A Republican Returns to Congress With A Map to Transportation Reform

During his 24 years in Congress, former Rep. Sherwood Boehlert (R-NY) was known for a brand of Republicanism now considered endangered. An ardent environmentalist and defender of objective government science, he played a key role in drafting the acid rain limits that are serving as a model for this year's climate change fight.

Sherwood_Boehlert_1.jpgFormer Rep. Sherwood Boehlert (R-NY) (Photo: Wikipedia)

Boehlert is returning to the Hill today, three years after his retirement from politics, to testify on climate legislation in his capacity as co-chairman of the Bipartisan Policy Center's transportation project.

He has yet to begin speaking to the Senate environment committee, but it's worth taking an early look at Boehlert's remarks -- which lay out a path to bipartisan transportation reform that's both conservative and conservationist.

Boehlert's testimony begins with a fact that few of Congress' current Republican members acknowledge: if legislators cannot agree on a system for cutting emissions, the Environmental Protection Agency (EPA) will step in under Supreme Court mandate.

"Realistically, that is the alternative: Congress or EPA taking the lead role," Boehlert's remarks state. "Inaction by both would be unacceptable."

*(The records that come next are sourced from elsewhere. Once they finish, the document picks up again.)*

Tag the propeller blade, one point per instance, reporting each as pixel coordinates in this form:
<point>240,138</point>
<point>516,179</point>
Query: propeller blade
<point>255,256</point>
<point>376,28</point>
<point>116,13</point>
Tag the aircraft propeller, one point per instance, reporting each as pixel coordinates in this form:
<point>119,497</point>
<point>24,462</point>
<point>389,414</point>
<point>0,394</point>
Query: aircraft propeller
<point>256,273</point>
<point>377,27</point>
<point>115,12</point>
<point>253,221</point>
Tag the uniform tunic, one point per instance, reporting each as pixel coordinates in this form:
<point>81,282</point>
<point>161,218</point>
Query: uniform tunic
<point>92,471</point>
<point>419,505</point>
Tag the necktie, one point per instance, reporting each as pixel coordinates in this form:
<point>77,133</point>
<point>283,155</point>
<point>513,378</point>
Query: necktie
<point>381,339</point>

Boehlert then cites a few compelling statistics about transportation's role in the climate problem, noting that the sector swallows close to 70 percent of U.S. oil consumption and that 30 percent of the nation's carbon emissions come from shuttling its people and goods.

His next recommendation may well sound counter-intuitive to state DOT officials and community advocates alike -- America needs to think bigger than its traditional, locally-driven approach to transport:

We usually think about new investments as specific “projects” such as a new transit line. But to actually achieve emissions reductions and other national goals such as economic growth and safety, we need to shift from a project orientation to a programmatic one. This means thinking about how that new transit line can be integrated into an overarching program or plan that considers land use decisions, pricing options, access to the transit line, and any other policy that can improve performance.

Changing the culture of infrastructure, Boehlert adds, requires selecting projects based on "a suite of overarching national goals" that goes beyond the environment to include economic growth and safety.

He also makes the case for entirely "mode-neutral" transportation spending, which would take a free-market approach to project selection by setting rail, roads, transit, and freight on an equal footing and choosing the mode that best meets those "overarching national goals."

Boehlert's remarks praise the Senate climate bill's sponsors, environment panel chairman Barbara Boxer (D-CA) and John Kerry (D-MA), for devoting nearly 3 percent of their plan's valuable "emissions allowances" to clean transport. Still, he makes clear that the 3-percent share should grow as the process goes on -- a banner that Sen. Tom Carper (D-DE) is poised to carry when the first votes on the legislation occur (expected next month).